Jared a toujours été mon cousin préféré. Attentionné, pas chiant comme Davy ou coincé comme Adrian... Il était là pour moi. Je lui prêtais de plus en plus d'attention, lui parlant de mes déboires dans mon école privée pour filles. Il avait cette façon de m'écouter, tellement... charmante. Et on parlait des heures et des heures. Et un jour, j'ai senti une sensation bizarre au fond de mon ventre. Une sorte de bourdonnement, de chaleur... Quand il me regardait, je rougissais. Il faut dire que j'avais changé. Mes seins avaient poussés, mes hanches s'étaient élargies, et il n'osait plus trop me toucher. Mais j'en avais envie. Un jour de printemps, nos mains se croisèrent, et il y eu un blanc. Et la semaine plus tard, ce fut sa main qui toucha ma joue. De fil en aiguille, nos mains, nos lèvres puis nos corps se mêlèrent en des instants d'extase. Jared... J'effleure la photo du bout des doigts. Le bonheur fut de courte durée cependant. Alors que nous passions l'après-midi seuls dans la chambre de Jared, la bonne nous surprit l'un contre l'autre, endormis et nus. Elle alerta nos parents, ce qui eut l'effet d'une bombe dans la famille. Mon père et le sien se réunirent et décidèrent communément de nous séparer, après l'avoir annoncé à toute la famille. Non seulement j'avais perdu l'amour de ma vie, mais en plus j'étais devenue le mouton noir d'une organisation surpuissante. Ils se liguèrent contre nous, et bien que l'amour de mes parents me sauva de nombreuses fois de leur méchanceté, j'en ai énormément souffert. Quelques mois après notre séparation, lasse de toute cette tension, j'ai avalé une quantité énorme de médicaments.
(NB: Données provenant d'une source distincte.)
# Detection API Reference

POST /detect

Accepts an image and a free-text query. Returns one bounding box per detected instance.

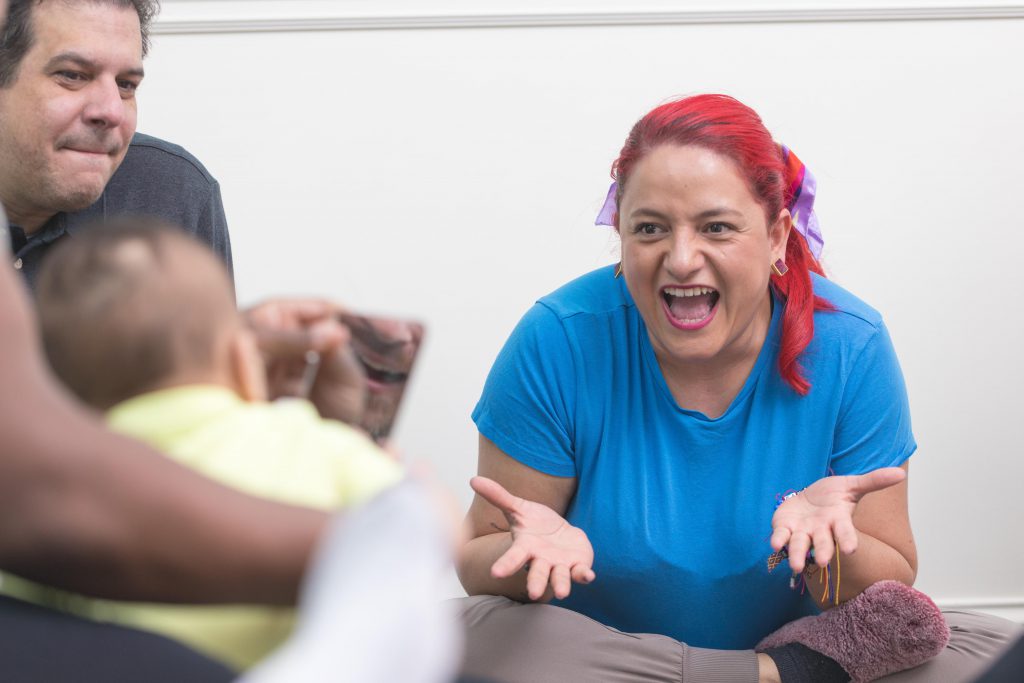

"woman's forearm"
[457,531,536,602]
[804,530,918,609]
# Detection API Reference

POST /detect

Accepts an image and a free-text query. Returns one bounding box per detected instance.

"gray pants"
[456,595,1024,683]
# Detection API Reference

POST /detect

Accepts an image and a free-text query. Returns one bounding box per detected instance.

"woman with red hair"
[459,95,1024,681]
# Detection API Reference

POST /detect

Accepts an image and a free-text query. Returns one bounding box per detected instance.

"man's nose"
[666,228,705,274]
[83,79,128,128]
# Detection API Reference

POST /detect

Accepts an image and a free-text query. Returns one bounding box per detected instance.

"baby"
[3,218,402,668]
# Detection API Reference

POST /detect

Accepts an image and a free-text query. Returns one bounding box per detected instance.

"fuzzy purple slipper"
[755,581,949,683]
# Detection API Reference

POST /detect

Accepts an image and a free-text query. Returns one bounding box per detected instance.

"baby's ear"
[230,327,269,402]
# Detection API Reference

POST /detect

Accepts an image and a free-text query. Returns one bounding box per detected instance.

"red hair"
[611,95,833,395]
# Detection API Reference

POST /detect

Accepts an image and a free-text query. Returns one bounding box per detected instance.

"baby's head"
[36,218,266,410]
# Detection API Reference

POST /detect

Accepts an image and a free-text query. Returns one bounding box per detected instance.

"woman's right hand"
[469,476,596,601]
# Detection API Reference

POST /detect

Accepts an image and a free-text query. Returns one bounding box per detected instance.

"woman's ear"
[768,209,793,263]
[229,327,269,402]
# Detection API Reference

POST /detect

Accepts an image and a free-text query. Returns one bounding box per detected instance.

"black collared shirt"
[10,133,231,288]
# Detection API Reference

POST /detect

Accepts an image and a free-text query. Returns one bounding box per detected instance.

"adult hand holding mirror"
[243,299,366,425]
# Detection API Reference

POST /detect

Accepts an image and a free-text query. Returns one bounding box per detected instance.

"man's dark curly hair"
[0,0,160,88]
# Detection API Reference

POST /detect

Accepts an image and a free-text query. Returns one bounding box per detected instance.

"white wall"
[140,0,1024,617]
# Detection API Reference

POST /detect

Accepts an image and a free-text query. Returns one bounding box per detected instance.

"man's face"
[0,0,142,232]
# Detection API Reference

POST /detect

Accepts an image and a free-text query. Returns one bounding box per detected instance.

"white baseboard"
[935,598,1024,624]
[154,0,1024,34]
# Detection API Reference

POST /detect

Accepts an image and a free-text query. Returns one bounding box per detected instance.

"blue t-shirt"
[473,267,916,649]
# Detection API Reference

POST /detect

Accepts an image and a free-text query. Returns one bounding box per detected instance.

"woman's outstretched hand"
[469,476,596,601]
[771,467,906,573]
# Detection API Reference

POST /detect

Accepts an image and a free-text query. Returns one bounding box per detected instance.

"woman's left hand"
[771,467,906,573]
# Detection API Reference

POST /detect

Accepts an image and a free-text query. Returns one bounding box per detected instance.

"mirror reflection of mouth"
[359,356,409,385]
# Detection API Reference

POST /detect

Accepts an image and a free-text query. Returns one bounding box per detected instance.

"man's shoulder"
[111,133,216,184]
[538,265,632,319]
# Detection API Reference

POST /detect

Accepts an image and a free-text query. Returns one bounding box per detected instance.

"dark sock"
[764,643,850,683]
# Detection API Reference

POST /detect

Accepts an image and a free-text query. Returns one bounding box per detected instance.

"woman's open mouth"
[662,286,720,330]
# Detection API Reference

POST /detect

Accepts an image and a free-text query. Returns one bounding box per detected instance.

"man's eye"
[56,71,86,83]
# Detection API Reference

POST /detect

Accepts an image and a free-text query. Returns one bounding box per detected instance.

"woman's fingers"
[569,564,597,585]
[811,528,836,567]
[788,531,811,573]
[526,557,551,600]
[469,476,522,514]
[771,526,791,552]
[833,517,857,555]
[551,564,572,600]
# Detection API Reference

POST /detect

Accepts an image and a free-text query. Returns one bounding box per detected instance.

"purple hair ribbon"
[594,181,618,227]
[594,144,825,259]
[780,144,825,259]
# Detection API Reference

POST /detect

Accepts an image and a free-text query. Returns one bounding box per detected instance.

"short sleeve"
[473,303,577,477]
[830,322,918,474]
[196,180,234,280]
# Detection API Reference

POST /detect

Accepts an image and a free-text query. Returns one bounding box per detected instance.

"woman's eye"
[633,223,662,234]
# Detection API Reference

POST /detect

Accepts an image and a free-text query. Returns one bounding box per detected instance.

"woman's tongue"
[668,294,713,322]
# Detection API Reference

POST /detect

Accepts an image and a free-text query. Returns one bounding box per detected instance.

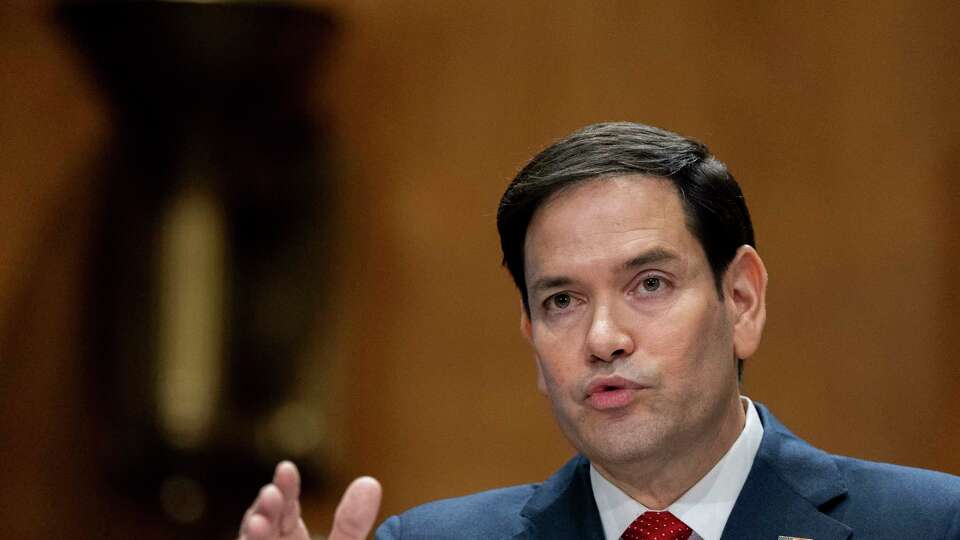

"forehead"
[524,175,702,279]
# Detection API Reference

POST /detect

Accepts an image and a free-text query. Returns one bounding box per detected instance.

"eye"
[547,293,573,309]
[640,276,663,292]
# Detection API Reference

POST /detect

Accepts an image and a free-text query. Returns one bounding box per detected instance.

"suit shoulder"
[376,484,539,540]
[833,456,960,496]
[834,456,960,532]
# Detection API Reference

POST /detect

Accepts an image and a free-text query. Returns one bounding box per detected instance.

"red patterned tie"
[620,512,693,540]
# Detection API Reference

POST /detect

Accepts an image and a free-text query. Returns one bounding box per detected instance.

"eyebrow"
[530,248,680,291]
[623,248,680,270]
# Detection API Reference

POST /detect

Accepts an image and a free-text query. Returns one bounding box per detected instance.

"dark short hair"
[497,122,755,310]
[497,122,756,375]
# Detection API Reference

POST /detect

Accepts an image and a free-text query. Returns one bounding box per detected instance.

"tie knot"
[620,512,693,540]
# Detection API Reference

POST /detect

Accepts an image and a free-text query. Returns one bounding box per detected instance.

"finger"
[327,476,383,540]
[273,461,300,501]
[240,484,283,540]
[273,461,300,534]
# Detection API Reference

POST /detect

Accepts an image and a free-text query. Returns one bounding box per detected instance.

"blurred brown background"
[0,0,960,538]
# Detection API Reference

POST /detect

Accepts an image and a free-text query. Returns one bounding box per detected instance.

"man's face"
[522,176,762,467]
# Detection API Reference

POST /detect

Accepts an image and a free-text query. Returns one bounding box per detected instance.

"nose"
[587,305,634,362]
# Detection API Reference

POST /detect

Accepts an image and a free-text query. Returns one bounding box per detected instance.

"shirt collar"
[590,396,763,540]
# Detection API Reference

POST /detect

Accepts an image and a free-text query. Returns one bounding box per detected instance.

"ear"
[723,245,767,358]
[520,302,547,395]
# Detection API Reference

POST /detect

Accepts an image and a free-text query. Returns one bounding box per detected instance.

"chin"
[568,422,663,464]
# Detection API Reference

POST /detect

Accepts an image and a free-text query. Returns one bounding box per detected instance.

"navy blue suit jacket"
[377,404,960,540]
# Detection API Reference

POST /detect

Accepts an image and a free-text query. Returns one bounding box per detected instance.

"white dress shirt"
[590,396,763,540]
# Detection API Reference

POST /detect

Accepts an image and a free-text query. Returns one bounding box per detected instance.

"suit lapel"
[514,456,603,540]
[722,404,853,540]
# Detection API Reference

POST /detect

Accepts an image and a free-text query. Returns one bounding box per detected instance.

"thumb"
[327,476,383,540]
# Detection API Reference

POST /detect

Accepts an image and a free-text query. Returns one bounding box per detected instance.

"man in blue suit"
[241,123,960,540]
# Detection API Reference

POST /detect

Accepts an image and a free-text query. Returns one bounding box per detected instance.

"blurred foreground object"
[58,1,335,537]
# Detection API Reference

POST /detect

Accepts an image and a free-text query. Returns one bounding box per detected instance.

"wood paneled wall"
[0,0,960,538]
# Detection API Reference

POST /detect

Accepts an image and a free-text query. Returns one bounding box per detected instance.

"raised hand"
[238,461,382,540]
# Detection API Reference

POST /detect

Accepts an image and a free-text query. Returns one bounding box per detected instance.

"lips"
[585,376,646,410]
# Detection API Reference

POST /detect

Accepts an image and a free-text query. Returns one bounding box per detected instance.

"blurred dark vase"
[58,1,336,538]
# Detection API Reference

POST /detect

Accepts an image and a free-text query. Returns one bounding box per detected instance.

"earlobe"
[724,245,767,358]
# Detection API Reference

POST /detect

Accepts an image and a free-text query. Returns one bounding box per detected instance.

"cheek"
[640,303,732,374]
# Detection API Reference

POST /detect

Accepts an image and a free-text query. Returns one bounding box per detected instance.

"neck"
[593,396,746,510]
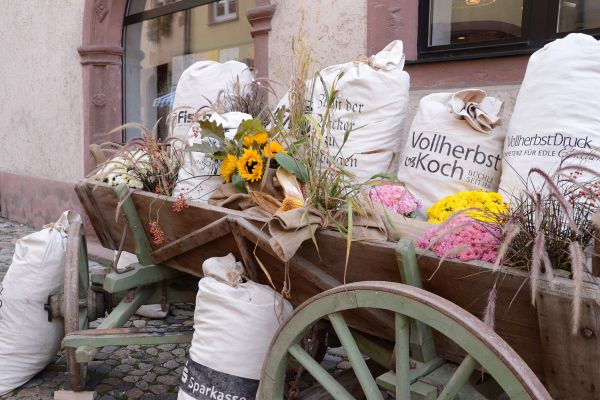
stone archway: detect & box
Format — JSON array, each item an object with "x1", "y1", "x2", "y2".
[{"x1": 77, "y1": 0, "x2": 275, "y2": 174}]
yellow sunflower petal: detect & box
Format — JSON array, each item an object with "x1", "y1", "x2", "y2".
[
  {"x1": 220, "y1": 154, "x2": 238, "y2": 182},
  {"x1": 237, "y1": 148, "x2": 263, "y2": 182}
]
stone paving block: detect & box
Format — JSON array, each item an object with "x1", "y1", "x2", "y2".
[{"x1": 54, "y1": 390, "x2": 96, "y2": 400}]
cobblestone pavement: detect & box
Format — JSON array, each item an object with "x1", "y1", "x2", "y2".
[{"x1": 0, "y1": 218, "x2": 350, "y2": 400}]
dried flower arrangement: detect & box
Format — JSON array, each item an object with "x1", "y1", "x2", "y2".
[
  {"x1": 418, "y1": 152, "x2": 600, "y2": 333},
  {"x1": 496, "y1": 152, "x2": 600, "y2": 333},
  {"x1": 90, "y1": 124, "x2": 185, "y2": 196}
]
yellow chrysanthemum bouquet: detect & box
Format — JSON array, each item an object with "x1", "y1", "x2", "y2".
[
  {"x1": 427, "y1": 190, "x2": 508, "y2": 224},
  {"x1": 190, "y1": 118, "x2": 287, "y2": 193}
]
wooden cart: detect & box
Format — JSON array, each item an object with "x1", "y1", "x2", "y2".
[{"x1": 50, "y1": 183, "x2": 600, "y2": 400}]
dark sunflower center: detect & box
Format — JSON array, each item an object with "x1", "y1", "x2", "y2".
[{"x1": 246, "y1": 161, "x2": 258, "y2": 174}]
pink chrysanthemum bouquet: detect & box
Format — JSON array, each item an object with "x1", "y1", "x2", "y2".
[
  {"x1": 369, "y1": 185, "x2": 423, "y2": 217},
  {"x1": 418, "y1": 215, "x2": 502, "y2": 263}
]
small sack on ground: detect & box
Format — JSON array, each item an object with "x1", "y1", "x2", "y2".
[
  {"x1": 0, "y1": 211, "x2": 81, "y2": 395},
  {"x1": 173, "y1": 112, "x2": 252, "y2": 203},
  {"x1": 178, "y1": 254, "x2": 292, "y2": 400},
  {"x1": 171, "y1": 61, "x2": 253, "y2": 140},
  {"x1": 500, "y1": 33, "x2": 600, "y2": 200},
  {"x1": 398, "y1": 89, "x2": 504, "y2": 219}
]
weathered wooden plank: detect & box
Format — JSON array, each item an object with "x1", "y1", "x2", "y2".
[{"x1": 152, "y1": 217, "x2": 231, "y2": 264}]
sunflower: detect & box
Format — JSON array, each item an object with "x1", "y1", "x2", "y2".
[
  {"x1": 261, "y1": 142, "x2": 287, "y2": 158},
  {"x1": 243, "y1": 132, "x2": 269, "y2": 147},
  {"x1": 237, "y1": 149, "x2": 263, "y2": 182},
  {"x1": 220, "y1": 154, "x2": 238, "y2": 182}
]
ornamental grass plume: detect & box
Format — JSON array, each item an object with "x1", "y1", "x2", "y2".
[
  {"x1": 496, "y1": 152, "x2": 600, "y2": 334},
  {"x1": 90, "y1": 122, "x2": 186, "y2": 196}
]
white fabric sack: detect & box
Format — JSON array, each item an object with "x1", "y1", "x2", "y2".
[
  {"x1": 178, "y1": 254, "x2": 292, "y2": 400},
  {"x1": 0, "y1": 211, "x2": 81, "y2": 395},
  {"x1": 398, "y1": 89, "x2": 504, "y2": 218},
  {"x1": 312, "y1": 40, "x2": 410, "y2": 182},
  {"x1": 500, "y1": 33, "x2": 600, "y2": 199},
  {"x1": 171, "y1": 61, "x2": 253, "y2": 140},
  {"x1": 173, "y1": 112, "x2": 252, "y2": 203}
]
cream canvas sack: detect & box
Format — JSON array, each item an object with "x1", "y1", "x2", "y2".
[
  {"x1": 171, "y1": 61, "x2": 253, "y2": 140},
  {"x1": 310, "y1": 40, "x2": 410, "y2": 182},
  {"x1": 0, "y1": 211, "x2": 81, "y2": 395},
  {"x1": 500, "y1": 33, "x2": 600, "y2": 200},
  {"x1": 398, "y1": 89, "x2": 504, "y2": 218},
  {"x1": 173, "y1": 112, "x2": 252, "y2": 203},
  {"x1": 178, "y1": 254, "x2": 292, "y2": 400}
]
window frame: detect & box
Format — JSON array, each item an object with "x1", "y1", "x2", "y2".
[
  {"x1": 414, "y1": 0, "x2": 600, "y2": 63},
  {"x1": 209, "y1": 0, "x2": 239, "y2": 24}
]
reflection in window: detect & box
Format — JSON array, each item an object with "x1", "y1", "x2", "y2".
[
  {"x1": 212, "y1": 0, "x2": 237, "y2": 23},
  {"x1": 429, "y1": 0, "x2": 523, "y2": 46},
  {"x1": 557, "y1": 0, "x2": 600, "y2": 32},
  {"x1": 123, "y1": 0, "x2": 255, "y2": 140}
]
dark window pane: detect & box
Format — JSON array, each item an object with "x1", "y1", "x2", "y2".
[
  {"x1": 123, "y1": 0, "x2": 255, "y2": 139},
  {"x1": 429, "y1": 0, "x2": 523, "y2": 46},
  {"x1": 216, "y1": 0, "x2": 225, "y2": 17},
  {"x1": 127, "y1": 0, "x2": 191, "y2": 15},
  {"x1": 557, "y1": 0, "x2": 600, "y2": 32}
]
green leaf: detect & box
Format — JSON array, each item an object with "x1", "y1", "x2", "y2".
[
  {"x1": 199, "y1": 120, "x2": 225, "y2": 142},
  {"x1": 231, "y1": 172, "x2": 248, "y2": 193},
  {"x1": 233, "y1": 118, "x2": 267, "y2": 140},
  {"x1": 275, "y1": 153, "x2": 308, "y2": 182},
  {"x1": 188, "y1": 142, "x2": 221, "y2": 153}
]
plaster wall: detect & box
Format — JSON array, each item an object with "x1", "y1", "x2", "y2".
[
  {"x1": 269, "y1": 0, "x2": 367, "y2": 98},
  {"x1": 0, "y1": 0, "x2": 85, "y2": 182}
]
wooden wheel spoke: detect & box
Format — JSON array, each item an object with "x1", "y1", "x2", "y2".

Je marche vers les escaliers et me dirige vers ma chambre. Mon antre. Là où tout a failli se finir. Je m'asseois sur le lit.
J'avais tout prévu. Les médicaments, la photo de Jared près de moi, tout. Sauf la femme de ménage. Décidément, ce personnel de maison... Mes parents n'auraient rien remarqué, sans elle. Ma mère était occupée, une fois de plus, à préparer un quelconque gala de charité, et mon père gérait l'entreprise familiale au téléphone. Je ne me souviens pas vraiment d'autre chose que des cris et de l'ambulance. J'ai échappé de près à la mort, et à vrai dire, je m'en fous. On m'a séparé de Jared, et c'était bien trop dur à supporter. Nous avons passé des mois à ne plus pouvoir être dans la même pièce, jusqu'à ce qu'il disparaisse. L'héritier de la fortune familiale qui disparaît. Magnifique. Et mon cœur s'est lui aussi envolé. Fini, cet attachement inexplicable, fini toute cette embrouille. Je veux autre chose.